In the Court's view, the Plaintiff was not justified in failing to disclose Ms. Dufrene as a "May Call" witness as soon as she was identified but before her willingness to testify and her availability could be confirmed. In fact, FRCP 26(a)(1)(A)(1) requires the disclosure of witnesses who "the disclosing party may use to support its claims". (Italics added)

2. Was Late Disclosure Harmless?

Plaintiff maintains that the late timing of the disclosure is harmless because the Defendants may depose Ms. Dufrene before the hearing, whom the Plaintiff has offered to make available for deposition "either in person, by telephone or by video conferencing".[15] The Defendants counter that requiring them to take the deposition of this late proposed witness would "significantly reduce the already limited time available to Defendants to prepare for the evidentiary hearing."[16]

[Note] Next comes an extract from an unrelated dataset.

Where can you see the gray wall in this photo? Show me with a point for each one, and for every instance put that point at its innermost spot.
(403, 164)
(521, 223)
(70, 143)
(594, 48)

Consulting the Local Rules, the Court again finds guidance. As previously noted, this Court's Local Rules require that discovery depositions be completed by the discovery deadline. Implicitly, the Court recognizes that obliging parties to take discovery depositions in the waning days before trial may be counter-productive to effective trial preparation. Of course, under the Local Rules, the parties may consent to completing depositions after the discovery deadline, but the parties in this case have not done so.

Accordingly, the Court GRANTS the Defendant's Motion to Exclude Late-Disclosed Witness Testimony [17], and Ms. Dufrene will not be permitted to testify at the Preliminary Injunction Hearing on May 28, 2015.